There were exciting moments as well, when our love language of sex was a good thing. Back then, we didn’t really understand each other's bodies just yet. We were still shy and putting genuine effort into understanding our pleasures, wants and needs. We were fulfilling them simply because we loved one another and wanted to reach a cosmic sensation, one that isn’t a replacement for a lack of communication. The genuine curiosity about each other’s needs never disappeared though, it just felt different in the beginning.

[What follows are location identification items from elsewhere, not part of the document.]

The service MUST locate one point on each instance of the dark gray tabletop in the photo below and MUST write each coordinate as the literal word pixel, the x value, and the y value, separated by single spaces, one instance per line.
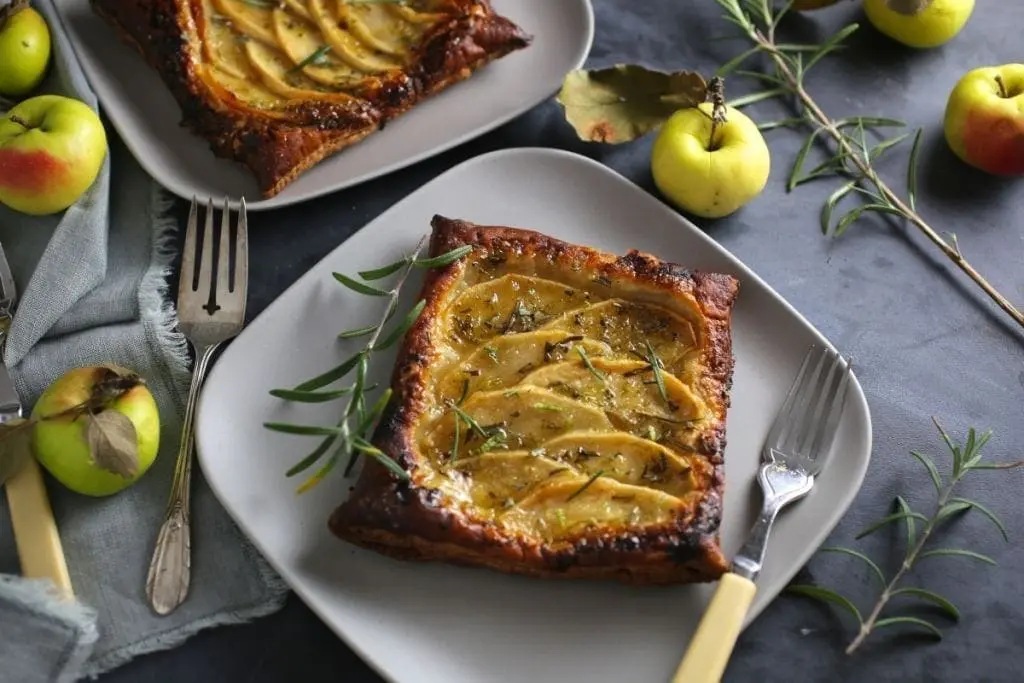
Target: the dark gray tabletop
pixel 926 341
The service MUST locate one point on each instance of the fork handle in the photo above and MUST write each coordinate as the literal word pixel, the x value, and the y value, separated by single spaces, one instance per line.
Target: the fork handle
pixel 170 569
pixel 712 645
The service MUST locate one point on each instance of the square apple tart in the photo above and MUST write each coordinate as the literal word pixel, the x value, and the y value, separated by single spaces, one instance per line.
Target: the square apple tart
pixel 279 85
pixel 560 412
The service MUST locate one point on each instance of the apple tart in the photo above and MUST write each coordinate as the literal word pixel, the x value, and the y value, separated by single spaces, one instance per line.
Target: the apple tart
pixel 560 412
pixel 279 85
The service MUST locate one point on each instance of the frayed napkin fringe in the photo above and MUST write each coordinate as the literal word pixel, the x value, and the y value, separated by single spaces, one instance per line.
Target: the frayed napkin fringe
pixel 39 599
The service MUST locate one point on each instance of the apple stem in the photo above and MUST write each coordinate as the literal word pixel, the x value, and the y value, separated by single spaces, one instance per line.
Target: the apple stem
pixel 9 10
pixel 18 120
pixel 716 90
pixel 1003 87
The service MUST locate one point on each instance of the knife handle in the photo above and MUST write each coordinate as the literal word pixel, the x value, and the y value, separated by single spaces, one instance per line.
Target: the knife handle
pixel 712 645
pixel 36 536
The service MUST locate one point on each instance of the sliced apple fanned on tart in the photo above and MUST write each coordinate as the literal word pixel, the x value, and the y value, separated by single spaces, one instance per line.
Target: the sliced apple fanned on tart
pixel 560 412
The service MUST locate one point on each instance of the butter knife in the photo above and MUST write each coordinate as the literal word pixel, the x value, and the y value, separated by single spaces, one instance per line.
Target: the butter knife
pixel 39 549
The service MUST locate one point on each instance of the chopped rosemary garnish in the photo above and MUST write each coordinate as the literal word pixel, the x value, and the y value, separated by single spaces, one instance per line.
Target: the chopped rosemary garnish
pixel 656 368
pixel 590 366
pixel 314 57
pixel 586 485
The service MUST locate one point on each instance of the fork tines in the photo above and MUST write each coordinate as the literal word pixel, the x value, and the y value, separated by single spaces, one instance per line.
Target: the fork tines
pixel 807 423
pixel 216 278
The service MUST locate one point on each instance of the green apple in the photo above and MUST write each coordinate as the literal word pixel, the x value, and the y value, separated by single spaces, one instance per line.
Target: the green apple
pixel 920 24
pixel 984 119
pixel 60 441
pixel 25 49
pixel 705 177
pixel 51 150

I guess the beginning came with a sort of thrill, of wanting to solve the equation of each other and each other’s bodies. There was also the thrill of recognizing someone's insecurities and letting them know that they are beautiful and that there is nothing to be insecure about. There was the thrill in kissing each one of his stretch marks, to let him know they were beautiful when he would say they weren’t. There was an overall acceptance and understanding told through sex and touch and it was sensational and beautiful.
Once a relationship has gone wrong, we often find ourselves in a place where we’re no longer able to verbally communicate. The high of a perfectly healthy relationship can be very addictive, but so can the sex that replaces the absent communication in a relationship that has gone sour. While we were still good and our relationship healthy, everything felt brighter and sharper - the skies, the music, the colors, my thoughts, and our laughter felt more genuine. There was an excitement throughout the day that I simply could not escape. And I could not wait to feed on this person and that feeling.
How do we differ between love and sex? And is there a difference? How do we know and acknowledge that we’ve entered that slippery slope of toxic sex where nothing is being said nor solved? I believe a lot of us aren’t aware of how sex can sometimes turn into a toxic coping mechanism replacing communication, or at least choose not to be, before it’s too late. We can’t predict who we’ll meet along the way, and who we’ll allow to mold our understanding of sex and love. Having an idea of what love and sex mean to me perhaps could’ve helped me avoid becoming as lost as I was. And now, how do I reinvent my love language once it has been overshadowed by using sex as an escape from communication?
I believe the answer might be to start truly loving myself. To create that strong indepent foundation of the self. Using my own lens, loving myself through my own touch. And eventually allowing myself love through someone else’s touch too. Intimacy can go as deep as merging your physical needs with another, but love goes deeper. Especially the love that you have for yourself. Once you have found that, you’ll be able to share that with another in a healthy way. Reach for recognizing yourself, rather than the chest and the body that had once kept you warm. A body will keep you warm for just a while, but only until it’s time for them to go.